I swallowed. “Call off the escalation on the seventh.”
“Are you fucking dumb?” Tavia snapped, and Jenice put a hand on her arm. Tavia looked at her partner, aggrieved, like she was taking my side. “You don’t get opportunities like this. We can focus attention like a laser on these criminals.”
“This is a crisis of people losing their homes,” I said. “This isn’t just evil corporate bankers, Tavia. It’s middle-class and low-income people suddenly losing their most important asset, and the system is coming down around them.”
“Bitch, fuck the system! We are literally here to tear down the system.”
That night, less than twenty-four hours before they were to meet to certify The Pastor as the next president, the House of Representatives made the unprecedented decision to delay the vote by a week. D.C. had been locked down since the New Year in anticipation of the vote, and though there was a sigh of relief that the count would not be the target of a potential armed mob, it was becoming unclear if there would even be an inauguration at this point.
On January 7, as we coordinated our protests from the gas station where I normally did my part, the market plunged another nine hundred points. I was on the phone most of the day, reading about what was happening since cars had long ago stopped trying to get past us. In New York, the panic felt positively breathable. Later, I went down to our actions on Wall Street where bankers and traders scrambled past protestors clogging the streets.

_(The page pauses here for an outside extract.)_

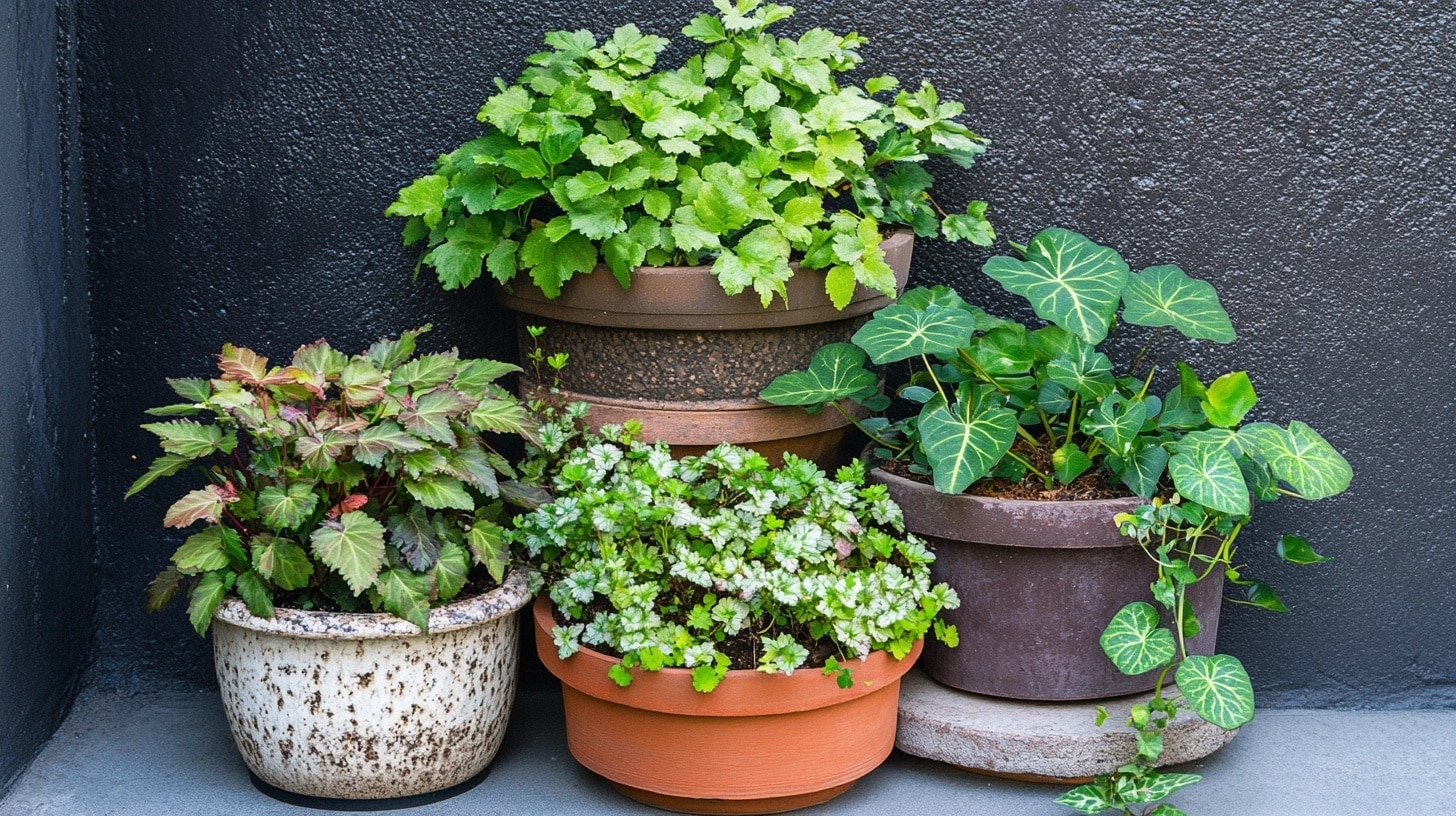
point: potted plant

Many firms ordered their people to work from home, and offices emptied as the streets filled. Looking across the crowds that day, all I felt was fear. Though the climate crisis had pushed this financial calamity to our doorstep, the chants demanded that bankers jump to their deaths. I’ll never forget one sign I saw: ONLY BLOOD THIS TIME. More people spilled into the streets, and the NYPD presence swelled to meet them.

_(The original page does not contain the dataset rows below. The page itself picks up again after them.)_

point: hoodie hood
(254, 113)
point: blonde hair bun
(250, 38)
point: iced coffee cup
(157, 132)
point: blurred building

On January 9, the stock market plunged another eight hundred points and three more insurance companies filed for Chapter 11. The last of these was a giant: Sequoia National underwrote $19.7 billion in premiums and was 3 percent of the market. Regulators could not allow it to fail. A rescue package was cobbled together by Treasury and the Fed, buying up some of its most toxic policies and putting the full faith and credit of the US government behind payments. The chairman of the Fed was appearing on TV so frequently to explain his motives, he felt like the de facto leader of the country. Vic Love had still not appeared in public since October. Stimulus packages were floated, though one needed a president to pass such a measure.